Dougie McGregor

Personal information
- Full name: Alwin John McGregor
- Born: 16 December 1889 Thames, New Zealand
- Died: 15 April 1963 (aged 73) Auckland, New Zealand

Playing information

Rugby union
- Position: Wing
Club
| Years | Team | Pld | T | G | FG | P |
| 1908 | Karangahake |  |  |  |  |  |
| 1909–14 | Ponsonby | 58 | 33 | 0 | 0 | 99 |
|  | Total | 58 | 33 | 0 | 0 | 99 |
Representative
| Years | Team | Pld | T | G | FG | P |
| 1909–14 | Auckland | 30 | 23 | 0 | 0 | 69 |
| 1913 | New Zealand | 11 (2) | 16 (1) | 0 | 0 | 48 (3) |

Rugby league
- Position: Wing
Club
| Years | Team | Pld | T | G | FG | P |
| 1915–19 | Grafton Athletic | 38 | 12 | 5 | 0 | 46 |
| 1920–22 | Ponsonby United | 40 | 18 | 26 | 0 | 106 |
|  | Total | 78 | 30 | 31 | 0 | 152 |
Representative
| Years | Team | Pld | T | G | FG | P |
| 1915–19 | Auckland | 3 | 2 | 0 | 0 | 6 |
| 1919 | New Zealand | 9 (2) | 5 (2) | 0 | 0 | 15 (6) |
| 1919 | Auckland Province | 1 | 0 | 0 | 0 | 0 |

Coaching information
Club
| Years | Team | Gms | W | D | L | W% |
| 1934–36 | Newton Rangers | 53 | 23 | 2 | 28 | 43 |
| 1941 | Ponsonby United | 20 | 9 | 2 | 9 | 45 |
|  | Total | 73 | 32 | 4 | 37 | 44 |
Representative
| Years | Team | Gms | W | D | L | W% |
| 1926 | Otago |  |  |  |  |  |
- Source: Scrum.com
- Relatives: Dick McGregor (uncle)

= Dougie McGregor =

New Zealand dual-code international rugby footballer (1889–1963)

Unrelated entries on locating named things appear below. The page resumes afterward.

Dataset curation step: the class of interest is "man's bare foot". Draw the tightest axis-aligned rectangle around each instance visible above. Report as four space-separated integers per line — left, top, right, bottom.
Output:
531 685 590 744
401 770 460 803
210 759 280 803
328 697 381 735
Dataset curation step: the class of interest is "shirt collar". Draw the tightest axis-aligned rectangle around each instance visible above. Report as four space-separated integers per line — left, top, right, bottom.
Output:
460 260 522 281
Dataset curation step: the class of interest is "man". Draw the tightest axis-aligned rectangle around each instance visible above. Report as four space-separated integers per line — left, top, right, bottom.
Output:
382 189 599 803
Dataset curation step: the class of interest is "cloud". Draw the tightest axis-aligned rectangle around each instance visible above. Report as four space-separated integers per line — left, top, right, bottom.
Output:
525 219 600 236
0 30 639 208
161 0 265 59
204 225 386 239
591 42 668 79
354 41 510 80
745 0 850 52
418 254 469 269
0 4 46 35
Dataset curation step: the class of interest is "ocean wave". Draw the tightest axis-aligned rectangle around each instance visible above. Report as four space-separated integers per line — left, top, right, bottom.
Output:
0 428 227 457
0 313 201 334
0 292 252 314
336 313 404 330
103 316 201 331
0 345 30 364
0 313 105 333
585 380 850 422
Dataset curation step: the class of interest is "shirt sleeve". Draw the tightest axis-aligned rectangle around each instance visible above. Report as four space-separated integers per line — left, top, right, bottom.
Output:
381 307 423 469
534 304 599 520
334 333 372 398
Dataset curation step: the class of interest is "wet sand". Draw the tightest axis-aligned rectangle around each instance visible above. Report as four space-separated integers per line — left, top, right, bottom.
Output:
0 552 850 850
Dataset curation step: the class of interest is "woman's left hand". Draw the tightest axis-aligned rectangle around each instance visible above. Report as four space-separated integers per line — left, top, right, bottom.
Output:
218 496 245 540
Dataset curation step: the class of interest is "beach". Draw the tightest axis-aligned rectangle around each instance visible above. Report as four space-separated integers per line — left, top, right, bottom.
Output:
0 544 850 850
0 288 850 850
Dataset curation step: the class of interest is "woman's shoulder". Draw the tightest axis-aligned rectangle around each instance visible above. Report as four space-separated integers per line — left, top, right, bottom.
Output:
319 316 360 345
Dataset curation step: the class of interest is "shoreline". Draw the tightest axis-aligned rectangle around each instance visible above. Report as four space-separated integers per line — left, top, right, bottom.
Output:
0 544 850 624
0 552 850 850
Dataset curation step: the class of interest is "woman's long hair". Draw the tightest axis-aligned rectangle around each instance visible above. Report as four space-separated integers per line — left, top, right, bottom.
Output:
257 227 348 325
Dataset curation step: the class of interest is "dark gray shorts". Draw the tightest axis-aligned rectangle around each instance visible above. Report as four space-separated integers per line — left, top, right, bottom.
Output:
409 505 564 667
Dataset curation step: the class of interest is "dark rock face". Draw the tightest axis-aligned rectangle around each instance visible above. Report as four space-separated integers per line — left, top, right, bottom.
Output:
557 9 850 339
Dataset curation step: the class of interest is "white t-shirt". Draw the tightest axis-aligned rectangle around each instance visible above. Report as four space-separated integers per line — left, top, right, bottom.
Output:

Alwin John "Dougie" McGregor (16 December 1889 – 15 April 1963) was a dual-code rugby footballer who represented New Zealand in both rugby union and rugby league.

==Rugby union career==
McGregor played rugby union for the Karangahake club in the Goldfields sub-union competition in 1908. The following year he moved to Auckland, joining the Ponsonby club. McGregor represented Auckland and the North Island that same year.

In 1913 McGregor was picked in the New Zealand squad for their North America tour and played in 11 games during the tour, including Test matches against Australia and the United States.

==Rugby league career==
In 1915 McGregor switched codes to rugby league, playing in the Auckland Rugby League competition for Grafton Athletic alongside Karl Ifwersen, and McGregors younger brother John Wylie McGregor. He played for them from 1915 to 1919 before switching to the Ponsonby United. He played at both clubs with another brother Eric Esdaile McGregor who was also a very accomplished player and the top try scorer in the Auckland club competition in 1918 along with appearing for Auckland.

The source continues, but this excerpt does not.